STOP a los daños del sol

  • La costa española tendrá este año en algunas playas un semáforo solar que avisará de la fotoprotección que hay que aplicarse para dejar la piel a salvo de agresiones

La mitad de la población española está pensando ya en las vacaciones de verano y la otra mitad empieza a disfrutar de ella en playas y piscinas. Pero no todos los que se exponen al sol lo hacen de una forma segura, por eso, para llamar la atención de los bañistas, muchos municipios de la costa española han secundado la idea que hace varios años se puso en marcha en Chile para alertar sobre los daños irreversibles que los rayos ultravioleta pueden ocasionar sobre la piel.

Nada más gráfico que un semáforo para saber en cada momento si los rayos nocivos del sol, los UVB, pasan o no la barrera de la piel. Y eso, precisamente, es lo que pusieron en marcha los investigadores de la Universidad de Santiago de Chile tomando como base el baremo de cinco colores con el que la OMS catalogaba las distintas exposiciones a la radiación UV. Así el 'Solmáforo', como se conoce este dispositivo, tiene cinco luces que van del verde al violeta y que indican el nivel de peligrosidad que tiene la exposición a los rayos ultravioleta. Además de las luces, cada 'Solmáforo' cuenta con una breve leyenda en la que se indica el tiempo máximo de exposición al sol que es recomendable en cada segmento según los distintos tipos de pieles, y algunas sugerencias, como el factor de protección solar más aconsejado en cada tramo.

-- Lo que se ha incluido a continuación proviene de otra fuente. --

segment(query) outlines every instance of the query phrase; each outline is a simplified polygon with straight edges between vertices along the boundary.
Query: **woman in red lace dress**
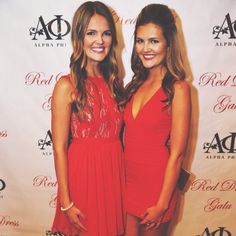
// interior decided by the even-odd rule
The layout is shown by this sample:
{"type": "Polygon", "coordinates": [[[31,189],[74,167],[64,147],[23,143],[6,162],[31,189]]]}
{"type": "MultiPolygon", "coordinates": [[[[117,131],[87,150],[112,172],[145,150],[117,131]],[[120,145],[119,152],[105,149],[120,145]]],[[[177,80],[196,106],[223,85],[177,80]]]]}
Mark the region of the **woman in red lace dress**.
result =
{"type": "Polygon", "coordinates": [[[123,229],[122,100],[115,25],[101,2],[85,2],[72,23],[70,75],[52,96],[58,199],[52,235],[117,236],[123,229]],[[69,136],[71,141],[68,142],[69,136]]]}
{"type": "Polygon", "coordinates": [[[126,236],[166,236],[188,137],[190,91],[167,6],[143,8],[134,36],[124,113],[126,236]]]}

Donde primero se implantó este dispositivo fue en Chile, uno de los países donde la radiación ultravioleta influye más directamente por su proximidad al Ecuador y por su elevada altitud. No obstante, la idea ha empezado a comercializarse en España, donde comenzará a implantarse en breve en muchos municipios costeros. En Andalucía, los primeros que se han hecho eco de esta iniciativa han sido algunas localidades de la Costa del Sol, que colocarán a principios de julio los primeros 'Solmáforos' en zonas muy transitadas del litoral para llamar la atención tanto de los bañistas como de los transeúntes, ya que no sólo los que se tumban en la playa están expuestos a los efectos nocivos del sol. Es más, los días de mayor radiación ultravioleta no tienen por qué ser los días soleados o los de mayor calor.

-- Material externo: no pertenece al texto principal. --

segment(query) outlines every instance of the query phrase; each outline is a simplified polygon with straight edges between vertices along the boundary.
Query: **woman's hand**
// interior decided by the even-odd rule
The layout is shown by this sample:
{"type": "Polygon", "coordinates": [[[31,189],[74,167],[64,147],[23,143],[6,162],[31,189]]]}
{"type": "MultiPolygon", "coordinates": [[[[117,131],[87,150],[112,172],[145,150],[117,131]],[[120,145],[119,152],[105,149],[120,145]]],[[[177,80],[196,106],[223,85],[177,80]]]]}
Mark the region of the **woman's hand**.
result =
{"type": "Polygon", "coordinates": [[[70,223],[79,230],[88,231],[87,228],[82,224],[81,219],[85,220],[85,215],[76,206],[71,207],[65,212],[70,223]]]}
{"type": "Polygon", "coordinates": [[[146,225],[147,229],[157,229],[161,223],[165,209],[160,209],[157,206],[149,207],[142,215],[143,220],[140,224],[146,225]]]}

Lo que está claro es que este dispositivo es una forma original de plantar cara al cáncer de piel que, según la Academia Española de Dermatología, hoy en día representa uno de cada tres cánceres que se diagnostican en el mundo. Sólo en España, en los últimos cuatro años, ha aumentado un 38 por ciento, casi un 10 por ciento cada año, y se prevé que esta alarmante tendencia continúe en las próximas décadas.